WHERE name = 'DB time' AND sid= <SID>

AWR:
Obviously, the AWR report also hold information about the DB Time.
In the beginning of the report there's a summary of the DB Time for the AWR report duarion:

As you can see, this AWR report is based on a 2 snapshots which their distance is 1 hour - the first snapshot is taken at 13:00, and the second snapshot is taken at 16:00, therefore the value of "Elapsed" is 1 hour. You may now ask yourself, how is it possible that the value of DB time (3 hours) was higher than the enitre duration of the report (which is 1 hour). Is it possible that during a 1-hour period, Oracle spent 3 hours on cpu and non-idle wait events?!
The answer is: absolutely!
Since the DB Time equals to the total amount of CPU time + non-idle wait events, so in machines where you have more than 1 CPU core (in this particular example there are 4 CPU cores), the DB Tme can definitely be higher than the Elapsed Time.

For example:
If during a 10 second-period, all the 4 CPU cores were fully utilized, then the DB Time value will be 40 for those 10 second-period.

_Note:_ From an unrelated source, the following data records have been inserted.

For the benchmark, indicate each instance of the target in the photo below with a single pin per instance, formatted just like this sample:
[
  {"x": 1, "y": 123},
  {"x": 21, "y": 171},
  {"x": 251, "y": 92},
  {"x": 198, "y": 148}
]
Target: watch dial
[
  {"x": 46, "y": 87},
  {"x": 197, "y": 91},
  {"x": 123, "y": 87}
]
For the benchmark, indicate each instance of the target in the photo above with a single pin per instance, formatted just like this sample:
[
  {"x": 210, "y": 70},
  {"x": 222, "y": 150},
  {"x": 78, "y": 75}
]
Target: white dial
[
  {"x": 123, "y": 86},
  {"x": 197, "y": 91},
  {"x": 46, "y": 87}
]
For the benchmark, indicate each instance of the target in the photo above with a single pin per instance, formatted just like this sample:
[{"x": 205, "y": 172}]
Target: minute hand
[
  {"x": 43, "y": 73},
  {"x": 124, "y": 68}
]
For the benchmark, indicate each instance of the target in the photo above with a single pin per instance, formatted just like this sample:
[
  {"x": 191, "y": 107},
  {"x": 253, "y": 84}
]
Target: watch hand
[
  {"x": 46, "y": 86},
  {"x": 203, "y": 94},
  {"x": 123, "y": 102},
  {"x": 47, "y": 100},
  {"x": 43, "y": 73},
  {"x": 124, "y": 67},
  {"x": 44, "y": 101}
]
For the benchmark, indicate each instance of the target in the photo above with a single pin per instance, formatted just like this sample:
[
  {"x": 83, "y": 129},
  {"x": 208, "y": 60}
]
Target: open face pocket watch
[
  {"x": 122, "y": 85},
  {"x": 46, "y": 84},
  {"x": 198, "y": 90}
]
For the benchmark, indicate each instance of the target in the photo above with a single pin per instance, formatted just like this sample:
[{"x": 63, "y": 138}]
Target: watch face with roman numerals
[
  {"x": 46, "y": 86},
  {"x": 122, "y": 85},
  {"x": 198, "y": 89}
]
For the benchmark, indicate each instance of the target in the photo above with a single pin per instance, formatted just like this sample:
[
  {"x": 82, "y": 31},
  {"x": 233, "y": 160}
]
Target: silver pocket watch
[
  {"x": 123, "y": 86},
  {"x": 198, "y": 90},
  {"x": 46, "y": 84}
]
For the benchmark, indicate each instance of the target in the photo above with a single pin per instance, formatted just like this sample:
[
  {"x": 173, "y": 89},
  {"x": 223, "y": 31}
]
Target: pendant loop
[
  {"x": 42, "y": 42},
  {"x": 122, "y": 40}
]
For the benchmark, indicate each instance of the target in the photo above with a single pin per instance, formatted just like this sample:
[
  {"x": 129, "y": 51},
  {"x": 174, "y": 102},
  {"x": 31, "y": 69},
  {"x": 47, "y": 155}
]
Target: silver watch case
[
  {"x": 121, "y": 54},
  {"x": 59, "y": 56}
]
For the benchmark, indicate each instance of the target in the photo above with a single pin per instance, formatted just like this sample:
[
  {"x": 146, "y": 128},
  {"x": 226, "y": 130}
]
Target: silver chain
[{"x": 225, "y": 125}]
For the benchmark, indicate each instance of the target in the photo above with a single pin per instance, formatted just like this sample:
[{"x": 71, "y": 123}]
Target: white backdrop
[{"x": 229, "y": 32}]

After we determined the most significant Wait-Events, i.e. those which impact the database mostly, how can we reduce the wait time or even totally avoid them?

The answer is that it mainly depends on your experience with performance tuning.
There are over 1000 wait-events in Oracle but the good news are the eventually there's a limited number of common wait events, and this number is much smaller than 1000, so eventually, you will be familiar with most of the common wait-events, and you'll know which actions you should take in order to solved them.
If you're encountering performance issues that are related to a specific wait-event which you are not familiar with, you can always ask our best friend, google :)

Why use Performance Dianostics tools?
Some tools can make our life easier by visualizing the workload of the instance.
Some tools can even display the workload filtered by a specific dimension or a combination of dimensions (e.g. SQL Statment, User, Program, Machine, PDB, Session, etc.).
Having the ability to filter the workload for a set of combinations allows performing advanced performance diagnostics research.
For example: viewing all the wait-events and statistics for all the SQL Statements that were executed by user HR using TOAD under PDB (Pluggable Database) PROD.

OEM ASH Analytics was introduced in OEM 12c and it allows you to perform OLAP operations on the database dimensions which makes the performance tuning process much simpler and faster.
Please note that in order to benefit this feature you must have the Enterprise Edition and also the tuning and diagnostics packs.

Foglight for Oracle also provides the ability to view a list of all the dimensions and drill-down to any combination of dimensions, as you can see in the below screenshot:

Foglight for Oracle comes with a full dimension stack:

Here is an example of how easily you can drill-down to all the SQL Statements that were executed from TOAD by the user SALES:

Conclusions:

DB Time is an important measurement which represents the total CPU + Non-Idle wait events of foreground sessions.
When a DBA wants to improve the performance, the best approach is to focus on the major/top wait-events and reduce/fix them in order to reduce the total DB time until the performance will be good enough.
Some tools (Oracle Enterprise Manager, Dell Foglight) allow visualizing the workload of the entire instance or the activity of a specific dimension/set of dimensions. This can reduce dramatically(!) the time it takes for the DBA identifying and solving these issues.